If the movie does excel in one thing, it is that it makes current American politicians look like ignorant jerks. Even if you can’t get behind some of the more radical activists and politicians that the film follows, there is no denying that the people on the opposite end of the spectrum are just as bad if not worse in what they are doing.
Bridge misses a giant opportunity by not focusing more on one specific subject. The portion of the movie that follows Virginia Delegate Lee J. Carter is compelling, but perhaps because he’s not a politician on a national scale, it’s very brief. And those interviews with everyday working-class Americans don’t have the benefit of expert commentary on their side.
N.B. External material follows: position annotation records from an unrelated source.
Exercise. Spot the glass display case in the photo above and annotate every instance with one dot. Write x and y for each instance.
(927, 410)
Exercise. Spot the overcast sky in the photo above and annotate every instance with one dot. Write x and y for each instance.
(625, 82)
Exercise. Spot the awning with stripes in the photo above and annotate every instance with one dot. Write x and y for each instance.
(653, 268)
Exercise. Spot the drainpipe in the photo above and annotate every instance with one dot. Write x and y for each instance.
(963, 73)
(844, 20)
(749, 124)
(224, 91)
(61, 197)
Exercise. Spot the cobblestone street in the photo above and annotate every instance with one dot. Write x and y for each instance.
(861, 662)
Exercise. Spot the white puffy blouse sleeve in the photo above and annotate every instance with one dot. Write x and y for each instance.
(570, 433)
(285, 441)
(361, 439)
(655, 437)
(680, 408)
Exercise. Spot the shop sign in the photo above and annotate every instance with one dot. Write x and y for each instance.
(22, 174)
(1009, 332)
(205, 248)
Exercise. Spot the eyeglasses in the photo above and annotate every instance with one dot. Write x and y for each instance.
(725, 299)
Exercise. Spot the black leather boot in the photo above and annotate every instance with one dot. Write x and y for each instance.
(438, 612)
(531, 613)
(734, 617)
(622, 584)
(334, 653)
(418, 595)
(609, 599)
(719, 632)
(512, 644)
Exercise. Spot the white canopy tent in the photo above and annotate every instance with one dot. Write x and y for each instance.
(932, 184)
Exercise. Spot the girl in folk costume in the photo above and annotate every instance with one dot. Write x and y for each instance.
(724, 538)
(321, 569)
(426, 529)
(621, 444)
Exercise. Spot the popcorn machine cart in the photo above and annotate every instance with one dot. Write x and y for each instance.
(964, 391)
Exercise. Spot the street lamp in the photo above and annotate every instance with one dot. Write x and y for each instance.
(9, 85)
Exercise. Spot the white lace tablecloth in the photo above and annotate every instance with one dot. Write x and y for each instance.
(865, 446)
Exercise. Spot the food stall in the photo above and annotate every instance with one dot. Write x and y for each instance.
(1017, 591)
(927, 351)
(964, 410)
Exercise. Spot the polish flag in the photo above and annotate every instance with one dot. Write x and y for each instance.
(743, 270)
As a whole, Bridge’s film is a bit all over the place. In trying to tackle such a big topic like socialism, she isn’t able to settle on a specific approach. There are a lot of different moving parts in play, and it all becomes a bit overwhelming. Although it doesn’t quite reach the level of propaganda, it’s definitely an excessive info dump.
The success of The Big Scary “S” Word will partially depend on the way in which the viewer leans politically, but anyone who is informed will be able to see some of its holes. This is a discussion that needs to be had, but this is not the way to do it.
The Big Scary “S” Word screened at the 2020 AFI FEST which ran October 15-22.